Sketch of Research
Statistical Analysis has long been employed in the study of literary texts and has tended, for obvious reasons to concentrate on the most common or the most uncommon of the linguistic phenomena they display. The discovery, by Burrows, on which much of our work rests is that the frequency-patterns of all the most common words, whatever they may be, are so distinctive, stable, and closely interlocked that they reveal more when they are examined together than when any of them is examined in isolation.
After ten years work, we are able to form useful inferences, at an extremely high level of probability, from almost any comparative study of two or more sets of texts and, upon that basis, to predict how further texts will behave. Such comparisons may reflect change over time or differences of literary form within the writings of a single author; characteristic differences between two or more authors; and larger "class-differences" between different groups of authors. These last include consistent and intelligible differences between eighteenth, nineteenth, and twentieth century authors; between male and female authors; and between Australian and non-Australian authors. In a related line of inquiry, we find that it is possible to detect systematic differences between those texts where one author revises the work of another and those where, starting with a clean sheet, one author imitates the work of another.
Our main and most usual procedure is first to establish frequency tables for the thirty, fifty, or hundred most common words–whatever they may be–of a given set of texts; to extract a correlation matrix; and to subject the matrix to principal components analysis. If there are consistent resemblances and differences between some of the texts and others, the first two or three principal components of the correlation-matrix allow the texts to form into clusters. In a second phase of the operation, the frequency tables are subjected to distribution tests (like Student's t-test and the Mann-Whitney test) to determine just which words play most part in separating the texts in the manner previously observed. The relationship between the clustering of the texts and the patterning of those words that show statistically significant differences between the clusters of texts thus makes it possible to consider what linguistic factors are at work. In a third phase, those words that satisfied the distribution tests are used in a fresh analysis of the original set of texts and of texts not hitherto considered: if the previously formed clusters reflect a true difference between populations, the texts now added should take predictable positions.

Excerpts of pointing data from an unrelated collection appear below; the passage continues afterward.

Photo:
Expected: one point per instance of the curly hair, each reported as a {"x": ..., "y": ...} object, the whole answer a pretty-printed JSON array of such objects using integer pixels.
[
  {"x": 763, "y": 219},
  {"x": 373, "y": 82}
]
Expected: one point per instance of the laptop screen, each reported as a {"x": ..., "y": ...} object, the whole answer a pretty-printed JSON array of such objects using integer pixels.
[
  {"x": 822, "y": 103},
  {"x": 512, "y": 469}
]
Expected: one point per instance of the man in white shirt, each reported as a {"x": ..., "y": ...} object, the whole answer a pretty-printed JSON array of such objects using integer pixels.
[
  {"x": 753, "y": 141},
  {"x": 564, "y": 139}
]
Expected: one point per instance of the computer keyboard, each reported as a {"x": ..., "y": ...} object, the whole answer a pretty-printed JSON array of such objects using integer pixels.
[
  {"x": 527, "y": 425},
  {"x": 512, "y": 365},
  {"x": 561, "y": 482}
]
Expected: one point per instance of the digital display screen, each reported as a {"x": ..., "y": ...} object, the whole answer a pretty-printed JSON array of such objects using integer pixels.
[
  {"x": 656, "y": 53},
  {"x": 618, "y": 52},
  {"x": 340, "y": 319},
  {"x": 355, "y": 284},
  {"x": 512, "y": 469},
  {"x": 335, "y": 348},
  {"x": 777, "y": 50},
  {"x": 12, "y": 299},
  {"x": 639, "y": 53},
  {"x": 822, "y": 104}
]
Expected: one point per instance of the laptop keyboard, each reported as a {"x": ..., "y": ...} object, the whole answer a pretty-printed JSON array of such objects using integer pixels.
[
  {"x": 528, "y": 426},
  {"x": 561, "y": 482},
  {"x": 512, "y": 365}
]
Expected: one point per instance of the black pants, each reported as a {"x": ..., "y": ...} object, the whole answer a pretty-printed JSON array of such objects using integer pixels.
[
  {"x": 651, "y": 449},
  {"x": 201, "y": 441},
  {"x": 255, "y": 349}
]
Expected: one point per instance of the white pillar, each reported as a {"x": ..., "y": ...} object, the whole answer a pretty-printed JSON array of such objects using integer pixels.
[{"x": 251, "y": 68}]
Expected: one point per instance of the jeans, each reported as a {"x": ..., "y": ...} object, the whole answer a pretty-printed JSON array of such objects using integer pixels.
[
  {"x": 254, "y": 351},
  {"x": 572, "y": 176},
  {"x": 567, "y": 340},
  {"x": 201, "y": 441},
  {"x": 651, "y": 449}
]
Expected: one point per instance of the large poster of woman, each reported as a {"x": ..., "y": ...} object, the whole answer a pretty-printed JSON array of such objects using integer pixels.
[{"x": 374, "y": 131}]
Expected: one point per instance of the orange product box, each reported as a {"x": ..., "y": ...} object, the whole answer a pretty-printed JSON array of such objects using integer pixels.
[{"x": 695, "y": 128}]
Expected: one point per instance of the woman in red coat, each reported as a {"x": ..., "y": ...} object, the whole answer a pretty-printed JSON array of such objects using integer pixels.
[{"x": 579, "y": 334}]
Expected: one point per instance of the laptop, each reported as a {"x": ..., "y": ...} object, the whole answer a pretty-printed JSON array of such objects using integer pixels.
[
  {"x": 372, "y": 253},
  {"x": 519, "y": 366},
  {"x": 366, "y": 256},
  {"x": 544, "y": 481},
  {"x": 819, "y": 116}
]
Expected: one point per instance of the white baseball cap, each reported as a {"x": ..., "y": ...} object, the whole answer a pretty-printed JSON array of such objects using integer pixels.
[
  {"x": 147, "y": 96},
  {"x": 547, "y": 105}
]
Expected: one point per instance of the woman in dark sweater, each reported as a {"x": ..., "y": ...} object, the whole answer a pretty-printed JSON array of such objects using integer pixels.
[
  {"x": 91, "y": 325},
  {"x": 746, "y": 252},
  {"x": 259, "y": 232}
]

Figure 1 shows a good but not exceptional result. In the first of the phases sketched above, forty authorial sets of texts (each set consisting of at least three texts, all of them first-person retrospective narratives of a kind known in the eighteenth century as a "history") were compared. They formed two clusters in which the twenty eighteenth-century writers stood far from the twenty writers of our own century. The hundred most common words were then subjected to the two distribution tests in an attempt to establish which words most influenced this separation. Thirty-eight words satisfied both tests at levels above 0.001, indicating probabilities (for each word) of less than one chance in a thousand that the two clusters did not come from different populations. The analysis was then repeated, with two changes: only the thirty-eight "strongly discriminating" words were used; and twelve fresh authorial sets were added. Six of these are authentic eighteenth and twentieth-century work by Thomas Chatterton, on the one hand, and by David Lodge, John Barth, Angela Carter, J M Coetzee, and Erica Jong on the other. The remaining six sets–by the four novelists last-named and by Peter Ackroyd and Georgette Heyer–all represent texts in which modern writers attempt to imitate the work of their eighteenth or early nineteenth-century forebears. As Figure 1 shows, the two main clusters are quite discrete and the test cases behave according to prediction: the authentic cases lie within or close beside the appropriate clusters; and, though they differ considerably from each other, none of the attempted imitations penetrates the target group. The value of specimens like this, where the truth is already known, is in testing procedures for use in cases where it is not.